Based on our prior example, we have a list of common criterias which define what a group definition should be:

  • same index and sourcetype

  • same “region”

screen013.png

In our example, any entity from the same “company” should be part of a group which belongs to these criterias (index / sourcetype / region), we can leverage this simple SPL logic with a regular expression to extract the relevant association:

| inputlookup append=t trackme_dsm_tenant_mytenant where monitored_state="enabled"
| fields object

``` Extract from the object fields which will be used for the logical group definition ```
| rex field=object "^(?<index>[^\:]*)\:(?<sourcetype>[^\|]*)\|key\:[^\|]*\|(?<region>[^\;]*)\;(?<company>.*)"

Note:

  • Note that we filter on entities for which the monitored_state is enabled, as there wouldn’t be any interest in maintaining groups for entities that are not monitored

Next, we want to define the logical group name, form the association and filter on entities which match our criterias:

| inputlookup append=t trackme_dsm_tenant_mytenant where monitored_state="enabled"
| fields object

``` Extract from the object fields which will be used for the logical group definition ```
| rex field=object "^(?<index>[^\:]*)\:(?<sourcetype>[^\|]*)\|key\:[^\|]*\|(?<region>[^\;]*)\;(?<company>.*)"

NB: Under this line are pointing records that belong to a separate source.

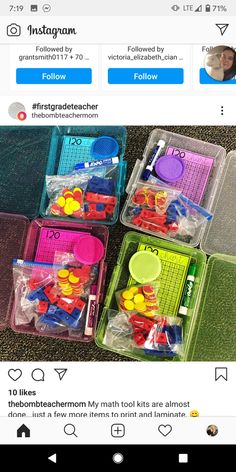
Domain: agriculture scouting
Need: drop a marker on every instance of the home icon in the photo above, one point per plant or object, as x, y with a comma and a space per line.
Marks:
23, 431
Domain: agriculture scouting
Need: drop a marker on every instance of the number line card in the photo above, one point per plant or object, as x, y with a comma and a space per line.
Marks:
197, 172
174, 269
55, 239
75, 149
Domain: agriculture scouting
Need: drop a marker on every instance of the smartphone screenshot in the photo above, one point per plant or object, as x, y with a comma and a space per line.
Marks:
117, 233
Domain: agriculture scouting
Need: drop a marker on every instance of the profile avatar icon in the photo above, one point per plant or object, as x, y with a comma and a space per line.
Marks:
220, 63
17, 111
212, 430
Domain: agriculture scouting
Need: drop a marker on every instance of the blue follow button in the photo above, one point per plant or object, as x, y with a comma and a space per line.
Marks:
145, 76
205, 78
53, 76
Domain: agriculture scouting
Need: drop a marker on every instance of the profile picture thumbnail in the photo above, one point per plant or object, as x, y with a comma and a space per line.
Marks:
212, 430
220, 63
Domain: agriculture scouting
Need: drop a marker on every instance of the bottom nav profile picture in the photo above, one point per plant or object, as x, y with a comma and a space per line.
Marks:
212, 430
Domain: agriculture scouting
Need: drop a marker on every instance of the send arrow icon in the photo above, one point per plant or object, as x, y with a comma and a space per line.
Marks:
222, 27
53, 458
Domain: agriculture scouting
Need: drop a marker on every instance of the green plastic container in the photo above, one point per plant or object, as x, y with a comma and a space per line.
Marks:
210, 327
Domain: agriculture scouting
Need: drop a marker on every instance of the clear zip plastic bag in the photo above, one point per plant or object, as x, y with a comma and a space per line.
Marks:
43, 302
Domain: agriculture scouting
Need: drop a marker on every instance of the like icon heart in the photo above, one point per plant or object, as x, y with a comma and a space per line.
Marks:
165, 429
15, 374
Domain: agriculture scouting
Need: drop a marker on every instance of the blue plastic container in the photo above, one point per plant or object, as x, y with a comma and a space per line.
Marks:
61, 162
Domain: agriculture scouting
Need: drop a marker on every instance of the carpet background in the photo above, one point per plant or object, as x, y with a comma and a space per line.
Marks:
19, 347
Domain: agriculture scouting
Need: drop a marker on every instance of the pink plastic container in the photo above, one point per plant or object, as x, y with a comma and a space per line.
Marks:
28, 243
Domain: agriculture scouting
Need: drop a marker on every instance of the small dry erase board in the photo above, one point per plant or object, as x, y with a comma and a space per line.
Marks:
75, 149
196, 175
55, 239
174, 268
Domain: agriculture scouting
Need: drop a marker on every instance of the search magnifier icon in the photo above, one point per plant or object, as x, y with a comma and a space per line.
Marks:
70, 430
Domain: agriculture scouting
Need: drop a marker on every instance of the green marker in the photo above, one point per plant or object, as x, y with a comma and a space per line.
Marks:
188, 290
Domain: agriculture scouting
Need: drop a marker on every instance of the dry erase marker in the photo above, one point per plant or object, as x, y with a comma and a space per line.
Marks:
152, 161
188, 290
91, 311
99, 163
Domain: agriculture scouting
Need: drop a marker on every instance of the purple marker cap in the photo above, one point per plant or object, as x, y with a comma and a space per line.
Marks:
170, 168
89, 250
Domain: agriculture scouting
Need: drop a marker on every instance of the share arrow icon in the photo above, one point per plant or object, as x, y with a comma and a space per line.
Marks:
222, 27
61, 372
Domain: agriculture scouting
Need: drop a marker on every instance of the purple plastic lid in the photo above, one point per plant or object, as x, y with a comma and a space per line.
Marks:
170, 168
89, 250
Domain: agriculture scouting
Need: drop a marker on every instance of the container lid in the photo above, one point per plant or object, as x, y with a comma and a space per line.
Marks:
220, 233
214, 332
144, 266
170, 168
89, 250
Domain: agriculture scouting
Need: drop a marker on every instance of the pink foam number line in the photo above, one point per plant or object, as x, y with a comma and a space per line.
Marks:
197, 172
55, 239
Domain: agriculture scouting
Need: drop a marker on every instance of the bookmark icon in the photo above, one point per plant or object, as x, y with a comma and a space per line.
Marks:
61, 373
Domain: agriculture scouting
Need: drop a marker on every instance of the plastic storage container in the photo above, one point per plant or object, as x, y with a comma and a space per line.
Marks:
209, 328
23, 160
200, 183
64, 156
21, 239
13, 232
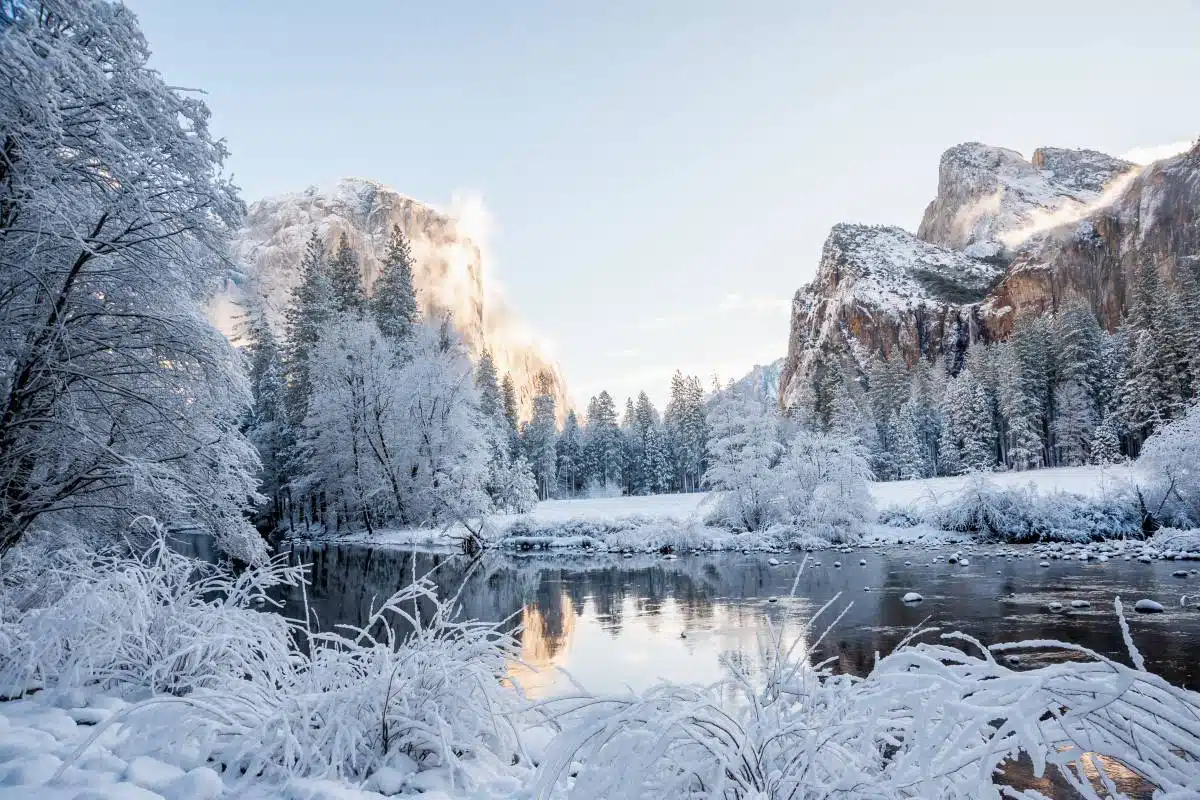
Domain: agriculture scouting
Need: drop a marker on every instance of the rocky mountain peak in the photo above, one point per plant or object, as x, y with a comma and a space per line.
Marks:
448, 274
989, 197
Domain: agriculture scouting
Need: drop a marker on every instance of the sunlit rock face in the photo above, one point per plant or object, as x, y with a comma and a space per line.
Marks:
1003, 238
449, 272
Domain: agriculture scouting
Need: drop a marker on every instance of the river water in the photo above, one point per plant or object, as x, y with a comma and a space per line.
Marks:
613, 623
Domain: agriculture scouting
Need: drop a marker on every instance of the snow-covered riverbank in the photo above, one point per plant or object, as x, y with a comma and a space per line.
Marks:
679, 522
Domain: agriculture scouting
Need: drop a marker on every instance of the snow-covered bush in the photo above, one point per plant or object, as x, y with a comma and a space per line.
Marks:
930, 720
1024, 515
252, 691
511, 485
394, 432
155, 621
361, 699
120, 397
823, 482
1170, 461
744, 449
809, 481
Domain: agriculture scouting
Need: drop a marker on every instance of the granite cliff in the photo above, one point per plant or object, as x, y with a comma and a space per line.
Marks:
1003, 238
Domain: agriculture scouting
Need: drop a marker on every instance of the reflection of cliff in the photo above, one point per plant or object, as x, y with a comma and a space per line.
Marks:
545, 644
616, 621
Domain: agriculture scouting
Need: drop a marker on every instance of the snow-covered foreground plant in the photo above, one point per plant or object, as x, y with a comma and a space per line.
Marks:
159, 621
1025, 515
763, 477
221, 675
931, 720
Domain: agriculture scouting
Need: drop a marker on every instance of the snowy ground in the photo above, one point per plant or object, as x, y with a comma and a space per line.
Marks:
46, 753
677, 519
1089, 481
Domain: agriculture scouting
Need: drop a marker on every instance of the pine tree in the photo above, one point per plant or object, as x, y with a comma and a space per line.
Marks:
1074, 423
394, 299
491, 403
633, 477
1020, 396
511, 408
910, 455
346, 278
979, 437
1078, 347
655, 465
310, 310
1140, 400
539, 439
1105, 446
570, 456
267, 426
604, 443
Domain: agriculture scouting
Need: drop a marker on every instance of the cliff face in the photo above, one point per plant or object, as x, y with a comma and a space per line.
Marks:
882, 290
1153, 216
448, 271
1003, 238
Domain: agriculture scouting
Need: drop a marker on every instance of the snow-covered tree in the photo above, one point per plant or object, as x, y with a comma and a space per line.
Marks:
346, 278
267, 425
685, 429
117, 395
603, 443
978, 451
310, 310
1105, 445
1171, 461
393, 438
393, 298
538, 438
511, 485
743, 452
571, 459
825, 482
909, 455
1074, 425
491, 403
511, 409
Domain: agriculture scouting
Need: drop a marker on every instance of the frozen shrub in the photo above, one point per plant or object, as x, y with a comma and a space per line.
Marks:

``` Set the logical group ```
| eval object_group_name = index . ":" . sourcetype . ":" . region

``` filter and only group eligible entities ```
| where isnotnull(object_group_name) AND object_group_name!=""

``` group the members and calculate the object_group_min_green_percent ```
| stats values(object) as object_group_members by object_group_name
screen014.png

This is all that we need! We can now call the custom command which takes of everything else for us:

| inputlookup append=t trackme_dsm_tenant_mytenant where monitored_state="enabled"
| fields object

``` Extract from the object fields which will be used for the logical group definition ```
| rex field=object "^(?<index>[^\:]*)\:(?<sourcetype>[^\|]*)\|key\:[^\|]*\|(?<region>[^\;]*)\;(?<company>.*)"

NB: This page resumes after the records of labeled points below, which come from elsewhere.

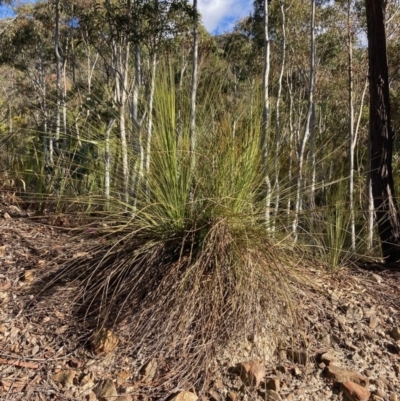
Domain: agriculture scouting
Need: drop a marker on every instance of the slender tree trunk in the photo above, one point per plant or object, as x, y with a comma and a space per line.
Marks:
277, 115
194, 89
313, 158
264, 134
64, 102
351, 127
58, 73
153, 63
307, 131
381, 134
107, 163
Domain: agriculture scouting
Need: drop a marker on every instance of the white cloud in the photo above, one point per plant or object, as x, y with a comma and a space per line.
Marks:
220, 15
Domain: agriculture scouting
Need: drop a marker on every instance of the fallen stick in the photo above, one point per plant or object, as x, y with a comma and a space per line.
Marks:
20, 364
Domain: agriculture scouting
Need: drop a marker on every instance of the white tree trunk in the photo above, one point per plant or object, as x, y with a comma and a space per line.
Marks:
351, 128
153, 63
307, 131
194, 89
264, 134
277, 117
58, 73
107, 163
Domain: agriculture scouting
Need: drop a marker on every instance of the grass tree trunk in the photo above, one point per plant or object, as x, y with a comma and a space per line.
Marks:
381, 134
194, 88
264, 134
307, 130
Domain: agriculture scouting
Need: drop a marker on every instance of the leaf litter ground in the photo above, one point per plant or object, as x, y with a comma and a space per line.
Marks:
45, 352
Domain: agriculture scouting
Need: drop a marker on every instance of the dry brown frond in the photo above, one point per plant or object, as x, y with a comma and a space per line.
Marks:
186, 299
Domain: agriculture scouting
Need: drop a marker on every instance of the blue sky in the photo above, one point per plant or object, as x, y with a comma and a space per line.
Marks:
220, 15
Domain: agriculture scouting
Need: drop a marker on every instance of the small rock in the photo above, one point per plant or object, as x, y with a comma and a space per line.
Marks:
75, 363
355, 313
297, 372
251, 373
35, 350
123, 375
350, 346
395, 333
281, 369
149, 370
86, 382
329, 357
185, 396
104, 341
380, 392
274, 384
65, 377
297, 356
341, 375
106, 391
377, 278
218, 385
214, 396
91, 396
355, 392
272, 395
374, 322
125, 397
29, 276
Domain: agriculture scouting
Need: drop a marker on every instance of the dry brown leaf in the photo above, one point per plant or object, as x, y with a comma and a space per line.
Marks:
35, 350
29, 276
3, 250
5, 286
13, 386
21, 364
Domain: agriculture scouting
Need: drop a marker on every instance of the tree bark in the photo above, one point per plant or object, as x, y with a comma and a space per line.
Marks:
264, 134
194, 88
381, 134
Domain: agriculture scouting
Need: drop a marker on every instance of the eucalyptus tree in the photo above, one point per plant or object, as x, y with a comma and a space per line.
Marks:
381, 134
194, 86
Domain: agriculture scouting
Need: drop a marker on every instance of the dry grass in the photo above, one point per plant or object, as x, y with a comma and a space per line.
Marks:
184, 299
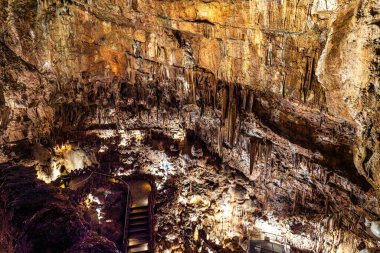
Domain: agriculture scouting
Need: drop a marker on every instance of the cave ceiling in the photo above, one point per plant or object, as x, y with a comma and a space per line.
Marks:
239, 120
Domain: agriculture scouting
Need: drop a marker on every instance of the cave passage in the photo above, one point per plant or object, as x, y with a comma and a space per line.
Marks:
139, 217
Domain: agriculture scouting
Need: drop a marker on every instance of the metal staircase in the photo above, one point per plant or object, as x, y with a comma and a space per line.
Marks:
138, 230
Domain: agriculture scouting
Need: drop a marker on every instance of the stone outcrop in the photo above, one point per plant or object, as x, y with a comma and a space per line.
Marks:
282, 91
317, 59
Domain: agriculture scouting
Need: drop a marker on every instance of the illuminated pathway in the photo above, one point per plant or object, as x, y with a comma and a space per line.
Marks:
139, 220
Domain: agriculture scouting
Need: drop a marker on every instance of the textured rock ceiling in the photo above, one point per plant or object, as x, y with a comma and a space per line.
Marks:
282, 94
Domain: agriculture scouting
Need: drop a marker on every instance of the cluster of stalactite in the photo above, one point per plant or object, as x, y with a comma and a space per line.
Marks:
259, 148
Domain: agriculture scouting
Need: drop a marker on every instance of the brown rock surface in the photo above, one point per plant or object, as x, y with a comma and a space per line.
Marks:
267, 85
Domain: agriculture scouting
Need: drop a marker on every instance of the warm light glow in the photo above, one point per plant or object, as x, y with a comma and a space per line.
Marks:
61, 149
178, 134
92, 201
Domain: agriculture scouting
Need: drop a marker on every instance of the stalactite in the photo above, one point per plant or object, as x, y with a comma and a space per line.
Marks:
295, 199
224, 103
268, 151
250, 101
252, 152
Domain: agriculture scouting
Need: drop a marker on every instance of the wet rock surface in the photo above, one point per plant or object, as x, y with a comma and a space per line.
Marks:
253, 118
203, 204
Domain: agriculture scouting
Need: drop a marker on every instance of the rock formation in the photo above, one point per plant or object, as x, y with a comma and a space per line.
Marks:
267, 114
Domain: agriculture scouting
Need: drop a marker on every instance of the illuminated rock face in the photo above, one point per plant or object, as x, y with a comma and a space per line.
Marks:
267, 85
58, 59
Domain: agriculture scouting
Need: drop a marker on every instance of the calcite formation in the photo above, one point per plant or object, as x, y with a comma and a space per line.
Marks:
282, 96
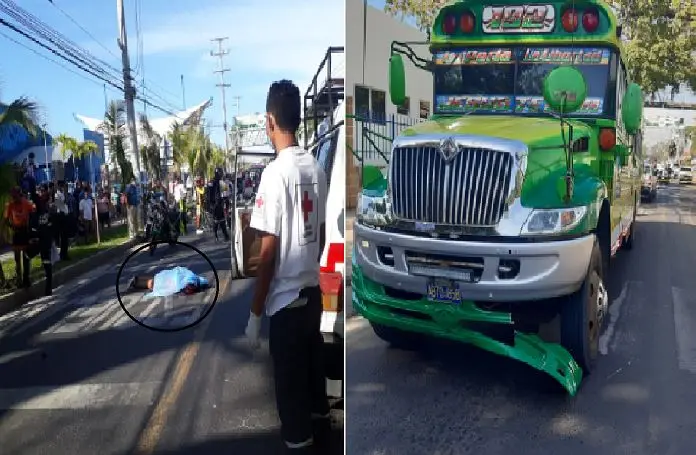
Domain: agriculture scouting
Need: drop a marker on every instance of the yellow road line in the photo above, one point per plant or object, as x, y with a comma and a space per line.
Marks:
150, 436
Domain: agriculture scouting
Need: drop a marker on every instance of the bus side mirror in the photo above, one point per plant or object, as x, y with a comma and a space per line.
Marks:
632, 108
397, 80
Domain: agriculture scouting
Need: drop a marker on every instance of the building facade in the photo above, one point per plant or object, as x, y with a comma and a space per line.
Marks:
372, 120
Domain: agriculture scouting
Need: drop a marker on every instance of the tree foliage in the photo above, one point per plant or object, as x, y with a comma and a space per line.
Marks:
659, 38
422, 11
659, 42
150, 148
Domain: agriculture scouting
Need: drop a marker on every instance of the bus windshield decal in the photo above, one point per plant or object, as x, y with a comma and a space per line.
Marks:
474, 57
487, 80
459, 104
566, 56
519, 19
536, 105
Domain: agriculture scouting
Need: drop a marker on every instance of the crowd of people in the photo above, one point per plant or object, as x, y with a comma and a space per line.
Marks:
45, 219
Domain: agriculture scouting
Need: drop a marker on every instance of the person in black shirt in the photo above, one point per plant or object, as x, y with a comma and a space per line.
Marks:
41, 235
215, 205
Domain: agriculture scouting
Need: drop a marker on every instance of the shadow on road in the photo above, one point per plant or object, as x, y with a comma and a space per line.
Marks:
261, 443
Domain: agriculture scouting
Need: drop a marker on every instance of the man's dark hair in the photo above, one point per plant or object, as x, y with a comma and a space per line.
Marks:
283, 103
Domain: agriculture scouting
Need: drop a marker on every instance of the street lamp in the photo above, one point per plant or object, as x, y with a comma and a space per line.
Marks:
48, 171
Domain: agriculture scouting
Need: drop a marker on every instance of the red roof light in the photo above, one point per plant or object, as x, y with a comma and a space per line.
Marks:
570, 20
467, 22
449, 24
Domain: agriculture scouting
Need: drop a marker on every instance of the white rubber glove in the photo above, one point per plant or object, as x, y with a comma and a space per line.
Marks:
252, 331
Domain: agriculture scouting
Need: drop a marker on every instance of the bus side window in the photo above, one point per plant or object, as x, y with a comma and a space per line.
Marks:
325, 155
621, 84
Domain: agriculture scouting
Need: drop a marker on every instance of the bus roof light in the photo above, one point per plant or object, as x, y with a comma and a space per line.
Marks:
449, 24
590, 20
570, 20
467, 22
607, 139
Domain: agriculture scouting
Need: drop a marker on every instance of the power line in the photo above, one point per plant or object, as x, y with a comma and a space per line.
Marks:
73, 52
220, 54
78, 65
46, 57
83, 29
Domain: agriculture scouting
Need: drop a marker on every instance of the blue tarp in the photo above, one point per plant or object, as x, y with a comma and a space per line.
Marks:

``` Set the logical group ```
| eval object_group_name = index . ":" . sourcetype . ":" . region

``` filter and only group eligible entities ```
| where isnotnull(object_group_name) AND object_group_name!=""

``` group the members and calculate the object_group_min_green_percent ```
| stats values(object) as object_group_members by object_group_name

| trackmeautogroup tenant_id="mytenant" purge_single_member_grp=True
screen015.png

See the collection:

| inputlookup trackme_common_logical_group_tenant_mytenant
screen016.png

Next executions of this logic with take care of adding any new group of it has more than 1 entity, and remove any group that has only 1 active entity left, logging the output of performed actions

Example: we remove 1 of these 4 entities:*

screen017.png

The custom command logs into:

index=_internal sourcetype="trackme:custom_commands:trackmeautogroup"
screen018.png

All that is left now is to save logic into a report, and shedule its execution according to your preference.

Note that as of now, this scheduled logic will not be orchestrated by TrackMe, therefore if you later on remove this tenant, you need to manually remove this report too.